Feiglin admitted that his Gaza solution would likely not come to pass, and he ventured another approach that he said could improve security in Israel.
He said the best way to remedy the problem in Gaza is to consider the case of the Golan Heights.
"The border of the Golan Heights between Israel and Syria is the quietest border and the safest and most peaceful border," Feiglin said.
He argued that Israel achieved peace on the Syrian border by following five rules: the Syrian Arabs who lived there were evacuated and "encouraged to leave." As well, the land was occupied, it was annexed, Jewish settlements were established, and Israel and Syria never signed a peace treaty.
"And look what we have: a great peace in the Golan."
Feiglin said the biggest obstacles Israel must overcome are within its own borders, adding that from the moment the late Prime Minister Yitzhak Rabin shook hands with the late Palestinian Authority president Yassir Arafat, Israel started playing a completely different game, one that gave the advantage to the Arabs.

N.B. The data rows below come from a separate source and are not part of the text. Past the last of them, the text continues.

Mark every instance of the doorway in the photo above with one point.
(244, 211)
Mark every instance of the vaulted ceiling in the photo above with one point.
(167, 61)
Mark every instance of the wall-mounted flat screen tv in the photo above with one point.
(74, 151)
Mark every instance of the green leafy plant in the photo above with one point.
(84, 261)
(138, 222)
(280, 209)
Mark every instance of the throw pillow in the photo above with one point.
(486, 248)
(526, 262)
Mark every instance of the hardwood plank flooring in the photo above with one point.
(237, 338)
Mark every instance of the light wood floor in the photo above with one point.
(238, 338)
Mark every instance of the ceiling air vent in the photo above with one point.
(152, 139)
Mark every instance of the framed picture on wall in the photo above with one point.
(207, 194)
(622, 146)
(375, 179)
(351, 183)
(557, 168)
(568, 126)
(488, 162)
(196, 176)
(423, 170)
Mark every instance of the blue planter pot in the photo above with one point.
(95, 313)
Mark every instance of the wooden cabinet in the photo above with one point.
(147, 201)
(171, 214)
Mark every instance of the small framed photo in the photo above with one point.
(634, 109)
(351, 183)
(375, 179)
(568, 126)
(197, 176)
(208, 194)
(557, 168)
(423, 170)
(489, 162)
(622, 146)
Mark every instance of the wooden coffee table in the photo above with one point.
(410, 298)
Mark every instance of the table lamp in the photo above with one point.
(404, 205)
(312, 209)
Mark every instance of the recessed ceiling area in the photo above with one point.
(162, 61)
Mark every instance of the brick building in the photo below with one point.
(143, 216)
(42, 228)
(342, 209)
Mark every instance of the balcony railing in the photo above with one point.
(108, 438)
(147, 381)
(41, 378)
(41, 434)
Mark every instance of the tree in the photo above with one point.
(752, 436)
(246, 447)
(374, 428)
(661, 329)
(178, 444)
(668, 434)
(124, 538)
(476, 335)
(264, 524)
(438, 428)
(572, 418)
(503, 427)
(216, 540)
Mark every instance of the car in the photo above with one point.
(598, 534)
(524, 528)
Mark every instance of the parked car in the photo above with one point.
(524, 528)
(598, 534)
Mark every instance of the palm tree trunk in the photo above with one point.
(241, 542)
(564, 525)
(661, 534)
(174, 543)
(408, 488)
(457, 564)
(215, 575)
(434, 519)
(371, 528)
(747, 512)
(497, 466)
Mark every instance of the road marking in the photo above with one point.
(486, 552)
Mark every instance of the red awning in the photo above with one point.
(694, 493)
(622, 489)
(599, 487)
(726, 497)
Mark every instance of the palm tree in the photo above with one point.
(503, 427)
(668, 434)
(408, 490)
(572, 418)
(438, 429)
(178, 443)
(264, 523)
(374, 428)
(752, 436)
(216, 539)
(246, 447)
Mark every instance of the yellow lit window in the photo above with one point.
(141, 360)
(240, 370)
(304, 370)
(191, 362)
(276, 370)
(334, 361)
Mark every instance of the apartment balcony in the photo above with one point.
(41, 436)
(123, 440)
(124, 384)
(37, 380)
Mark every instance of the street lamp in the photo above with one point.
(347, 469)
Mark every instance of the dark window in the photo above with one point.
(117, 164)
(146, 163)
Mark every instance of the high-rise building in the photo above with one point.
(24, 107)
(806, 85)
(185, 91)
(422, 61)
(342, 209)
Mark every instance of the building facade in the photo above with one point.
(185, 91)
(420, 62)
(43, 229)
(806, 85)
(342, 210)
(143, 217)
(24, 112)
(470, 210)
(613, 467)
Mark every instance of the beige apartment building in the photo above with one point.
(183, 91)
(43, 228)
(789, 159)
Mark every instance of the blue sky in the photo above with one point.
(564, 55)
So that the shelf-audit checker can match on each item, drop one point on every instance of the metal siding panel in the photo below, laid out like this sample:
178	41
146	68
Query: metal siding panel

"Let's assume someone comes to your house and tells you, 'Your house is mine.' And you shake his hand and you tell him, 'You know what, let's compromise. What will people think? Who will they think the house really belongs to?" Feiglin asked.
He said most homeowners would do whatever it takes to kick that person out of their house.
"You would do everything you can so people would understand that you don't accept this claim. The minute you shake his hand, you lost the match," Feiglin said.
He said when Israel pulled out of Gaza in 2005, media from around the world flocked to witness the event.
"There was no one in the world who did not see what the Jews were doing to themselves. The Jews showed the entire world that the land of Israel does not belong to them, but that it belongs to the Arabs. And from now on, we are the bad guys and the good guys are the Arabs."
He said part of the overall solution to Israel's problems is to seek leadership that works in the name of God.
"Israel needs leadership that leads the State of Israel [based] upon Jewish values, leadership that knows where he comes from, knows where he is going."
In last August's primaries, Feiglin who ran for the Likud party leadership with the tagline, "Feiglin, because he has a God," received about 24 per cent of the votes against Likud party leader Benjamin Netanyahu's 73 per cent.
Feiglin said that a few years ago, no one would have believed that he would garner a quarter of the votes against Netanyahu.
"But I'm telling you that, with G-d's help, next primary, I'm going to win."